The picture below is not a remarkable one. Taken recently by my niece and posted to Facebook, it shows the bed of my father’s work truck. You can see a hose, as well as a six-foot ladder. There is a box containing supplies of unknown origin, and just barely visible in the left of the picture, his stainless-steel tool box that straddles the bed of this 20-year-old pickup. These are the items he uses daily on the job, maintaining a multiple bay self-service car wash that he has owned for over 30 years. No, I am sure you are thinking that there is nothing special about this picture. Nothing at all.

Perhaps I should mention that my father is 97 years old.

That additional bit of information might change your perception just a bit; a paradigm shift of sorts. You might now even notice the purple walker right next to the ladder. He won’t use the walker. He does, over the objection of his children, use the ladder.

My father has experienced increasing trouble walking ever since he broke his pelvis about 6 years ago. He was recently sent to physical therapy to help him improve his balance and stride. They provided him with that walker, and he only uses it when going in to and out of physical therapy. That strategy might be more familiar to us in a workers’ comp fraud case, but in this situation, it is emblematic of who my father is. He is at times a stubborn man who lives the life he chooses to live.

I’ve thought about this picture a great deal in the weeks since it was posted. My niece made a humorous comment accompanying it that juxtaposed the reality of an assistive walking device riding shotgun with a six-foot ladder. My thoughts, however, focused on the man behind the work truck, and the nearly century long life he has lived. As I looked both at this picture and back across the span of his existence, one simple fact became clear to me. My father is a persistent soul. In fact, I am hard pressed to remember any time when my father quit – at anything.

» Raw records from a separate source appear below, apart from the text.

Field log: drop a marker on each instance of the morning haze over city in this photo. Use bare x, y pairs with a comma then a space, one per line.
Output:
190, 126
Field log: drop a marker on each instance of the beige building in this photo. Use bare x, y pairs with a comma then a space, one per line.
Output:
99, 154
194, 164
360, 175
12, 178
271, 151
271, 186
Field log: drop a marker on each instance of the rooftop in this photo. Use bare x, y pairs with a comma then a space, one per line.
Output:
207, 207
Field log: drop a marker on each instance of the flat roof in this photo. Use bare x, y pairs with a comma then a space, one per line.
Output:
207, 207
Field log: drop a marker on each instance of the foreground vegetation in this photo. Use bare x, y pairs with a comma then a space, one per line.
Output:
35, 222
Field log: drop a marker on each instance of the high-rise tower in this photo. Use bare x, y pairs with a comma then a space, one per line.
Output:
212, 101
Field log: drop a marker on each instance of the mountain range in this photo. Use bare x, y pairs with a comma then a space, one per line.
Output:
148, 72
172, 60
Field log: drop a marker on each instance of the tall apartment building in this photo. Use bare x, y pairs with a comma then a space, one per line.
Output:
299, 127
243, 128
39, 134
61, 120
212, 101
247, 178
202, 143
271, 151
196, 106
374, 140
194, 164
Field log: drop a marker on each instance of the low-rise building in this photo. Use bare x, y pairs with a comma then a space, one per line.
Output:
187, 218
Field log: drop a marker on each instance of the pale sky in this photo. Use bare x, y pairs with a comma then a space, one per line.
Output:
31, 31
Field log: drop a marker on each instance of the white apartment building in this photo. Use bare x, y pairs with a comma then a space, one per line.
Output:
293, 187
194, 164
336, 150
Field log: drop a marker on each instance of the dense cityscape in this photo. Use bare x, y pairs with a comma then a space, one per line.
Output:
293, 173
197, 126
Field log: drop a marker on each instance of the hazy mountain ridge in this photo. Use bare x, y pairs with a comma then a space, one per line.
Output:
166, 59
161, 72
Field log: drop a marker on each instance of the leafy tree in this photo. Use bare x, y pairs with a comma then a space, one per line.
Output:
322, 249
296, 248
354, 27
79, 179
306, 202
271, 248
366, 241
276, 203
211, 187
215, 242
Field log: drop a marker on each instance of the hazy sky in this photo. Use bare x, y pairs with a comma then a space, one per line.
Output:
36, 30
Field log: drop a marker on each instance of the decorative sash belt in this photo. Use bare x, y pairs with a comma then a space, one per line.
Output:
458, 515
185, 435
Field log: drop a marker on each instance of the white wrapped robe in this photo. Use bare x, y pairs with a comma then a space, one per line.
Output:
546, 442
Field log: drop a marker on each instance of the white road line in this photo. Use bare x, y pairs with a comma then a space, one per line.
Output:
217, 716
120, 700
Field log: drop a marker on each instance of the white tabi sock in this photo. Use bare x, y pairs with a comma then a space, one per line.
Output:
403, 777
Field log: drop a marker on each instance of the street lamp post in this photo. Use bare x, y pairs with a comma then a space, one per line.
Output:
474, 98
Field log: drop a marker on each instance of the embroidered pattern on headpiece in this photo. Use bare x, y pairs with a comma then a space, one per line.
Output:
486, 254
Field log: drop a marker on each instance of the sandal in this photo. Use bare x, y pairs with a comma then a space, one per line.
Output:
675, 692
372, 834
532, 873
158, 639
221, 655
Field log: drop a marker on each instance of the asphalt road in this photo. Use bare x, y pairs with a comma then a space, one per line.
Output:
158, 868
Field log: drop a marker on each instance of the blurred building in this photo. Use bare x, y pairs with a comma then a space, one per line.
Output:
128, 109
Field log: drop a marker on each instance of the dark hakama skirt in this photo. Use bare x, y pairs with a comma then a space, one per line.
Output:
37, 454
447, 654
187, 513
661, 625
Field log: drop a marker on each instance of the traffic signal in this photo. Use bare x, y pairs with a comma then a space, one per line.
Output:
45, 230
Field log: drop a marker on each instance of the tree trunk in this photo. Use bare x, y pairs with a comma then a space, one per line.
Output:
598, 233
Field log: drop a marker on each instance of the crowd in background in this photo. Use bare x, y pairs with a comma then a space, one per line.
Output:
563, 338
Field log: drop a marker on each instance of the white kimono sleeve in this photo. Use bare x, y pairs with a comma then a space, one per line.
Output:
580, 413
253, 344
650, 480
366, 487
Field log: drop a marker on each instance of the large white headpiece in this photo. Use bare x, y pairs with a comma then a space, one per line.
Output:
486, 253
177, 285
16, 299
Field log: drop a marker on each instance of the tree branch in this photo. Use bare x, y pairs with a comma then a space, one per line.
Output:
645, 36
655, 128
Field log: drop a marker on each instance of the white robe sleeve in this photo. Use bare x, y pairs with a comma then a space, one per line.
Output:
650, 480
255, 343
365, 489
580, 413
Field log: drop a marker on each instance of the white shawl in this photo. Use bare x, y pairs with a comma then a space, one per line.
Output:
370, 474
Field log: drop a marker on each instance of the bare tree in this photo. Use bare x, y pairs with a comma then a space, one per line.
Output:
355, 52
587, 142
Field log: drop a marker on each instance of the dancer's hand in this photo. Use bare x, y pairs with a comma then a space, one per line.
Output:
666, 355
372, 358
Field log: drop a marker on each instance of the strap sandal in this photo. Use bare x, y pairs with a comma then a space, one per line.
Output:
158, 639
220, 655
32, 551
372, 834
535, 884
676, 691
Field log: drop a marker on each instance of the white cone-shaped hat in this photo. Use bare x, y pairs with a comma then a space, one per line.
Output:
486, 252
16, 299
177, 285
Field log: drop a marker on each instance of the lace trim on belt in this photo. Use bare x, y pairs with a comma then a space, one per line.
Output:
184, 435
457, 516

As a young man my father fought in World War II. Serving in the Canadian Navy meant going the distance of the entire war. He entered the war against the Nazi’s with his country in 1939, nearly two years before the US would be thrust into the effort. He spent much of his time during the last half of the war serving as Gunnery Officer on the HMCS Woodstock, a Corvette used in guarding convoys that routinely crossed the Atlantic. He was on the west coast when the war ended, preparing for a tour of duty in the Pacific theater. Coming from a very poor family, he, with the help of my mother, worked his way through college after the war, earning an Electrical Engineering degree from Queens University. He had a successful career with both General Electric and RCA, before deciding, in 1971, that he wanted more out of his life.

In that year, at the age of 51 with two kids in college and two more following behind, my parents cashed in my father’s pension, sold their home, and bought a motel, restaurant and lounge in Colorado.

They had never run a business in their life.

It was hard, but they made it work, and were successful as a result. That business was eventually sold, and others purchased in its place. Persistence and hard work saw them through. Even today, the mobility problems my father is experiencing can be traced to this “never quit” attitude; when he fell and broke his pelvis, he refused traditional therapy that would have kept him in a medical center for weeks. He insisted on an aggressive rehab regimen that returned him home within days of the accident. The reason? He was, at the time, the primary caregiver for my Alzheimers afflicted mother, and was determined to return home and “do his job” of caring for her.

Yes, my father is a good and persistent man who, even at the age of 97, simply does not quit. It is a lesson I will try to remember as we enter a new year and the many challenges we face in our industry.

I have been fortunate to be involved in specific efforts to improve the workers’ compensation system this past year via the “National Conversation”, and I recognize that an endeavor such as that will have huge challenges inherent in the system. There will be small gains and large disappointments. There will be days where it seems as if we are simply spinning our wheels. There might be days when I would rather quit than deal with the “nattering nabobs of negativity” that seem to be drawn to the effort if only for the opportunity to criticize it.

It is those days where I will remember the life example of my father.

Change never comes easily. Yet, we must continue to strive to become the best at what we do. 2017 will see ample opportunity to affect change, yet many of those opportunities may likely be missed. Such is the nature of the legislative process. At the moment, Florida is leading the news when it comes to workers’ compensation reforms. We’ve had the opportunity to suggest ideas generated during the “National Conversation” meetings to Florida’s Legislative leaders. So far, proposed solutions don’t seem to include any of the concepts presented. It is early yet, but it is entirely likely that, for this round of reforms, none of these industry borne concepts will be adopted. But that is OK – if Florida implements, as it has in the past, traditional and predictable “reforms” to patch an ailing system, we will have the opportunity to try again in 5 or 6 years, when legislators return to the issue to fix it once again.

There is a lesson in that near century’s worth of persistence and grit. If I am half the man my father is, then I will be prepared to carry the effort forward until we’ve seen it to a successful conclusion; even if, by that time, I need the walker that he steadfastly refuses to use.